以前の漢字文化資料館で掲載していた記事です。2008 年以前の古い記事のため、ご留意ください。
Q0183
左上に「口」、右上に「人」、その下に「土」と書く漢字がありました。なんと読むのでしょうか?
A
これは、「坐」という字の異体字です。音読みはザ、意味としては「すわる」という意味で、「座」とほぼ同じです。
例によって『書道大字典』(角川書店)を調べると、図のように、この字形のほかに、両方の「人」が「口」になっているものを見いだすこともできます。「口」という形が人間を表す例は他にもありますから、後者の字形は、それほど驚くほどのものではありません。むしろ、片方だけが「口」になっている字形の方が不思議ですが、その理由は、よくわかりません。

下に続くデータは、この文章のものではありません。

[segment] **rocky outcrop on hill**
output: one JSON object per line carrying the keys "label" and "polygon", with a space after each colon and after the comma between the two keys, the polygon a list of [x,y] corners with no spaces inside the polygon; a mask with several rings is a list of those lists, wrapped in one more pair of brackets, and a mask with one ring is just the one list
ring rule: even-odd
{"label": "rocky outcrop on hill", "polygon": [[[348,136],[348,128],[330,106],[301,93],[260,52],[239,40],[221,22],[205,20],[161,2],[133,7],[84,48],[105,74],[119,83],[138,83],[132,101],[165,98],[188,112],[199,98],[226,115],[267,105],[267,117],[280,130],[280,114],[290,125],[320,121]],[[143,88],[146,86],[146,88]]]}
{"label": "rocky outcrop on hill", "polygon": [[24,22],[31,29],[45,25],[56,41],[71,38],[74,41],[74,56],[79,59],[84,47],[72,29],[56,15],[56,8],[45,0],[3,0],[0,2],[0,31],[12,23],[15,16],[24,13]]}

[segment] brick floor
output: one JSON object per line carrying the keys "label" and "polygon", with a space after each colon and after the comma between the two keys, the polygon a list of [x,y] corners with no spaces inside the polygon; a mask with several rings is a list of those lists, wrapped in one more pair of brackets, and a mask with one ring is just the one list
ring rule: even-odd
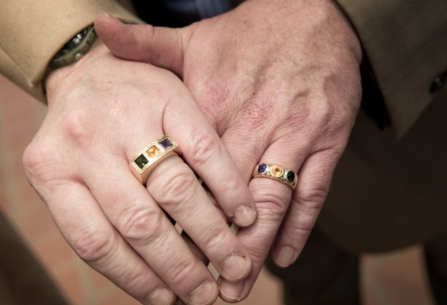
{"label": "brick floor", "polygon": [[[38,130],[45,107],[0,76],[0,208],[73,304],[138,304],[90,268],[60,235],[45,204],[27,182],[21,156]],[[430,305],[422,249],[415,246],[362,258],[365,305]],[[263,271],[241,305],[278,305],[281,286]],[[225,304],[219,300],[216,304]]]}

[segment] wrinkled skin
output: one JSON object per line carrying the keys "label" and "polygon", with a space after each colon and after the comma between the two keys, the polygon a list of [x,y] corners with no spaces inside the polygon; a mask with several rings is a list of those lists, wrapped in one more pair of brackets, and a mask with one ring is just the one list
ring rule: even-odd
{"label": "wrinkled skin", "polygon": [[[76,64],[53,72],[47,89],[48,113],[24,163],[30,183],[81,258],[152,305],[173,304],[176,295],[188,304],[217,298],[218,284],[189,247],[189,237],[225,278],[248,275],[250,256],[223,214],[249,225],[254,203],[219,135],[178,77],[117,58],[98,42]],[[129,160],[164,134],[177,142],[182,159],[162,161],[145,188],[130,171]],[[186,241],[163,210],[188,233]]]}
{"label": "wrinkled skin", "polygon": [[[272,243],[278,266],[297,258],[328,194],[361,99],[354,30],[328,0],[249,0],[182,29],[126,25],[105,14],[95,25],[117,56],[183,80],[249,182],[257,218],[236,236],[253,267],[245,280],[218,280],[224,300],[244,299]],[[273,179],[250,181],[260,162],[297,173],[293,193]]]}

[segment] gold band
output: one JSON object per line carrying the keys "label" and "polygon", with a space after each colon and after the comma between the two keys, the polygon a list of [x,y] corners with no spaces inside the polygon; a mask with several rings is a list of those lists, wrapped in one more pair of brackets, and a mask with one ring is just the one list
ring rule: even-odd
{"label": "gold band", "polygon": [[178,156],[174,150],[178,145],[167,135],[147,146],[130,163],[131,171],[143,185],[151,172],[164,160],[173,156]]}
{"label": "gold band", "polygon": [[276,164],[257,164],[253,169],[252,179],[260,178],[278,180],[289,186],[292,191],[296,186],[296,174],[293,171],[289,170]]}

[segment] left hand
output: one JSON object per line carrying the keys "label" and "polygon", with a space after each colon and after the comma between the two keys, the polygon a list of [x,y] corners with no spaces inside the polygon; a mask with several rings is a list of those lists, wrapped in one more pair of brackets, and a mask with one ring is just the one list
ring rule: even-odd
{"label": "left hand", "polygon": [[355,33],[330,0],[248,0],[182,29],[104,14],[95,25],[115,55],[182,78],[247,183],[258,163],[298,174],[293,194],[278,180],[249,182],[257,218],[237,235],[253,268],[244,281],[219,280],[224,300],[244,299],[274,239],[277,265],[296,259],[326,198],[360,103]]}

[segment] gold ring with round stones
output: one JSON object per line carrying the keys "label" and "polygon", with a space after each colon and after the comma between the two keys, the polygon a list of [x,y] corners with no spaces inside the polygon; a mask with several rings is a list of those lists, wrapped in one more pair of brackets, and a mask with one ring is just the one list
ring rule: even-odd
{"label": "gold ring with round stones", "polygon": [[259,163],[255,166],[252,179],[262,177],[277,179],[290,186],[292,191],[296,186],[296,174],[293,171],[277,164]]}
{"label": "gold ring with round stones", "polygon": [[151,172],[160,162],[169,157],[178,156],[174,151],[178,148],[175,141],[165,135],[147,145],[131,160],[131,171],[145,185]]}

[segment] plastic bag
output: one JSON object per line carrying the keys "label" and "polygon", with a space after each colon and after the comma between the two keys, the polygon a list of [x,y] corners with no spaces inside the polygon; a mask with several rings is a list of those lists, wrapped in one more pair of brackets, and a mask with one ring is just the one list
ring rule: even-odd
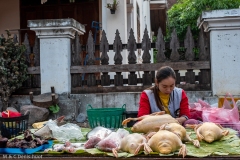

よくわからないものの、片方だけ「口」になっている字形は意外とポピュラーで、現在でも、身近で見つけることができます。たとえば、明治製菓のレトルトカレー「銀座カレー」の「座」の字は、「广」とこの字から成っています。なにゆえにそんな字を選んだのか、その理由を担当者にお聞きしてみたい気もしますが、そんなことより気になるのは味の方、とおっしゃる方は、お近くのスーパーまで、さあ、お出かけください。